‘Ndrangheta: Dia confisca beni per 5 milioni a presunto boss deceduto

I beni secondo la Dia erano riconducibili a Rocco Antonio Gioffrè, boss di Seminara deceduto nel 2011.

La Direzione investigativa antimafia (Dia) di Reggio Calabria questa mattina ha confiscato beni per 5 milioni di euro ritenuti nella disponibilità di Rocco Antonio Gioffrè, presunto boss dell’omonima cosca di ‘ndrangheta di Seminara, nel reggino, morto a 75 anni per cause naturali nel 2011.

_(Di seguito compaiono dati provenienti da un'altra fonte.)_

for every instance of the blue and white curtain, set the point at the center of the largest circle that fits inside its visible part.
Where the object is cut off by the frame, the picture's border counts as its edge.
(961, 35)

I beni oggetto del provvedimento di sequestro sono 34 uliveti, 5 fabbricati, un frantoio, una ditta individuale e oltre 58.000 euro in titoli.

Gioffrè era stato arrestato nel novembre del 2007 e poi nell’aprile del 2009 in due distinte operazioni antimafia, rispettivamente denominate Topa e Artemisia. Nella prima il ritenuto capo bastone era accusato di associazione per delinquere di stampo mafioso finalizzata anche al condizionamento delle elezioni comunali svoltesi nel 2007 a Seminara.

Il provvedimento di confisca eseguito dalla Dia si è reso possibile grazie alle nuove disposizioni contenute nel Codice antimafia con la possibilità di applicare la misura di prevenzione patrimoniale nei confronti degli eredi legittimi del congiunto presunto appartenente alla criminalità organizzata entro il termine di 5 anni dal decesso, dopo avere accertato la palese sperequazione tra i redditi dichiarati e il patrimonio realmente posseduto.

A richiedere la confisca dei beni di Gioffrè al tribunale era stata la Direzione distrettuale antimafia (Dda) di Reggio Calabria.